WCE Patient Highlights



1. What were the highlights of the conference for you?
I had the pleasure of volunteering at the conference which was, in itself, a highlight. It was helpful to see doctors as people without them measuring their words so carefully and just being open about how damaging this disease is. There was no sugarcoating, no roundabout answers, just truth.

Hearing their own frustrations with the lack of answers and hope that they could give helped me deal with my frustrations. It helped to know that they were in the same place as me: looking at this damage and trying to find a cure, or a biomarker to at least move one step closer to lessen the damage. Hearing them speak about how they longed to be able to give hope to their patients, how they cared for their patients and hated giving them generalizations and unknowns.

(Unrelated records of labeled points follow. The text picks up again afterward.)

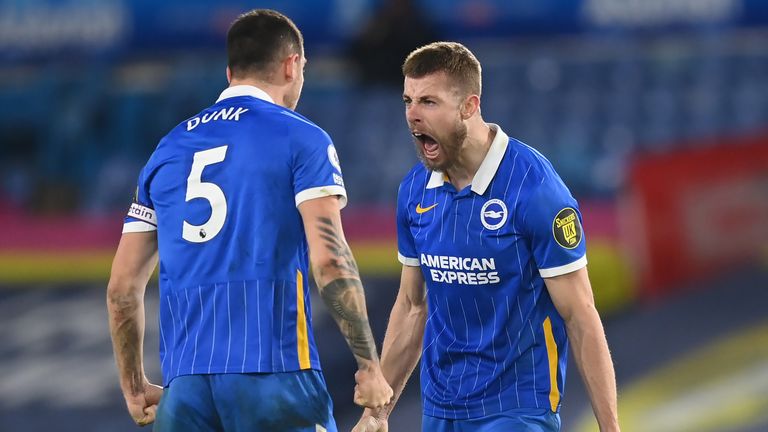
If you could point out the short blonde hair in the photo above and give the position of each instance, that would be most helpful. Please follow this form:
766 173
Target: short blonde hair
452 58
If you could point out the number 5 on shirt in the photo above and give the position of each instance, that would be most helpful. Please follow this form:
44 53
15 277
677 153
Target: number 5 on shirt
196 188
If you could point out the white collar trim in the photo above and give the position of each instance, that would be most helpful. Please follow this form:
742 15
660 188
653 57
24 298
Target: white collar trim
488 167
244 90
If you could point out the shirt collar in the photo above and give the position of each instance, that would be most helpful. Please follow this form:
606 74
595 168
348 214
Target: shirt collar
244 90
488 167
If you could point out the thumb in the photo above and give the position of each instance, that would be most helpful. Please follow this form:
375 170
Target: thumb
149 415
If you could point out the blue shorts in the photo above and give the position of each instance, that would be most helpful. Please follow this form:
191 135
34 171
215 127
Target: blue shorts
516 420
290 402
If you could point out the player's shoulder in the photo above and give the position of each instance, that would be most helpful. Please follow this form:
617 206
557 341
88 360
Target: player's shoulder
416 177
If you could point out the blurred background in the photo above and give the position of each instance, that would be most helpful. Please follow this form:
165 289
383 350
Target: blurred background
654 112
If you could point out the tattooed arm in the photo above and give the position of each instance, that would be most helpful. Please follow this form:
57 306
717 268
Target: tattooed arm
132 267
338 280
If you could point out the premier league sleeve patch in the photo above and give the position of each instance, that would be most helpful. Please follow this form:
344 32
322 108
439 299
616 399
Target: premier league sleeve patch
566 228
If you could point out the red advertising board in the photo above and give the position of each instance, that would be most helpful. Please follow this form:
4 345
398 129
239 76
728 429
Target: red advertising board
695 212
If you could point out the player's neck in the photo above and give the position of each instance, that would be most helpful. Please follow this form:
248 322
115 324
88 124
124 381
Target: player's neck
275 92
473 151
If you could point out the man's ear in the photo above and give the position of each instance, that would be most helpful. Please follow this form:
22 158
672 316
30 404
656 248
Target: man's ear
470 106
289 66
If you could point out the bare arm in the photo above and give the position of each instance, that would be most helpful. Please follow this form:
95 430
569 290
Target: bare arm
132 267
338 280
572 296
402 345
405 332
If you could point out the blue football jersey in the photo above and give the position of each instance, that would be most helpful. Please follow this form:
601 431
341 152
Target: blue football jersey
222 191
493 339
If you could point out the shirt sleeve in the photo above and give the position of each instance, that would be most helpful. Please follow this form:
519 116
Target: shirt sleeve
317 170
406 247
141 215
553 223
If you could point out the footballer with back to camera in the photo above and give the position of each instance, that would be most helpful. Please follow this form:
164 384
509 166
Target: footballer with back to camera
235 203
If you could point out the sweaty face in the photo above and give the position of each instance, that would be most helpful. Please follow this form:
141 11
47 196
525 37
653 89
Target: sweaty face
434 118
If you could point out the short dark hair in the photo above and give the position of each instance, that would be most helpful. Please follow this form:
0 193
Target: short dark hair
452 58
260 38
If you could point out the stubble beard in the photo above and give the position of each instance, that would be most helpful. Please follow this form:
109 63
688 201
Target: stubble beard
449 147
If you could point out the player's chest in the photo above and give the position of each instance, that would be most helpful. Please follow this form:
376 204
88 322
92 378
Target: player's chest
449 223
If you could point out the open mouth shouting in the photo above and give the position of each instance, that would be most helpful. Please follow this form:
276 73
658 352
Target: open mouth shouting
429 146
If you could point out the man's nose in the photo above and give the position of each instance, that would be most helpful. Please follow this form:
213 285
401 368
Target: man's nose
412 114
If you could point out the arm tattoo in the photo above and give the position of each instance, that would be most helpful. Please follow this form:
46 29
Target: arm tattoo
344 294
346 301
337 246
126 339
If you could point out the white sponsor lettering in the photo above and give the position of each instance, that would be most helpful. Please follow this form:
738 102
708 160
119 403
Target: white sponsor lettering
461 270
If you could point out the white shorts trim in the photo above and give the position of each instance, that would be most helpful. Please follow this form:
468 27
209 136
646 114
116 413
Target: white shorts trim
568 268
138 226
411 262
323 191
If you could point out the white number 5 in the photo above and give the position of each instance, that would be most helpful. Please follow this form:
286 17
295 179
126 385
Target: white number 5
196 188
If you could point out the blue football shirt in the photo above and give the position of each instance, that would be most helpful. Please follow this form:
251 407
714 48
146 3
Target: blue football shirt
222 191
493 339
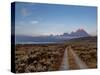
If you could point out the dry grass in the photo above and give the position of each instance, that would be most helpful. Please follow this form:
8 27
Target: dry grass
38 58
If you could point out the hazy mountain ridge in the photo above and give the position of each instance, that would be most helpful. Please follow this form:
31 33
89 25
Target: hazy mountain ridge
53 38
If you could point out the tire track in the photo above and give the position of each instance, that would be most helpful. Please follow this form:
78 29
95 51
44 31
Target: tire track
65 63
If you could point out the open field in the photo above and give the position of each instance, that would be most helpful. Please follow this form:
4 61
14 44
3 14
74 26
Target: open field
38 58
86 49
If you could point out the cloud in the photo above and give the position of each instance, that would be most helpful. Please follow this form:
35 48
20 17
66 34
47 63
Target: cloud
34 22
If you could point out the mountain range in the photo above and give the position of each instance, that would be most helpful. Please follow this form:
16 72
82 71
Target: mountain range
53 38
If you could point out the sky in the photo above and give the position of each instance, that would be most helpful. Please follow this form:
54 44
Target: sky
35 19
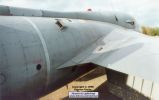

I felt like this week gave me tools to be able to forge ahead, it gave me the strength to keep fighting and advocating for myself, knowing that there are others advocating on my behalf out there. I was treated like a person, not as a patient, not as someone broken that they were going to try to fix, but just as another person looking for answers. The medical side of things was fascinating to me. It helped me understand what is going on inside of me. It helped to hear the statistics and research and be able to step back and look at it from a different, more removed point of view. One of the biggest highlights was getting a free textbook, Endometriosis: A Concise Practical Guide to Current Diagnosis and Treatment. I have been reading this little bits at a time and though some of it goes completely over my head, I have been learning so much about my body!

2. Did any presentations stand out to you?
I thoroughly enjoyed hearing anything Dr. Sawsan As-Sanie had to present. She spoke clearly, with passion about her subjects and also spoke about her patients as humans and not just as a subject or a number. There was a very good presentation on the value of Visanne as a medication to treat Endometriosis which I thought was very well done.

One of the best presentations for me was by Deborah Bush from New Zealand. She spoke about patient centred approaches to improve quality of life with passion and knowledge and is doing very good work where she is. It made me a little jealous of women who live there. I was able to hear Linda Giudice speak on the implications of delayed diagnosis for endometriosis. This is a subject that directly affects me after a 14 year delay in diagnosis. I appreciated much of what she had to say and found a lot of it very applicable and still hopeful.

3. Did you learn anything new about Endometriosis? If so, what?
I learned so much during my time and even more after. I was given tools and resources there that I didn’t know about before. I heard doctors passionately explain what their research goals were to relieve suffering and focus on higher quality of life. I learned the reasons why some foods make me feel better and some hurt me. It’s so much easier when I know why I’m told don’t do this or do that.

I learned why I feel pain so quickly and severely and how my brain actually looks differently on scans due to the long term pain I’ve had. I learned that there are some things I’m more prone to that my doctor wouldn’t have told me about such as certain cancers and different risks in pregnancy that the typical woman. But this knowledge is not defeating: it helps me prepare and keep an eye out for things in order to protect myself. Ignorance is not bliss: closing your eyes to possible negative things won’t stop them from happening. In my opinion, I’d rather be prepared than finding more damage too late.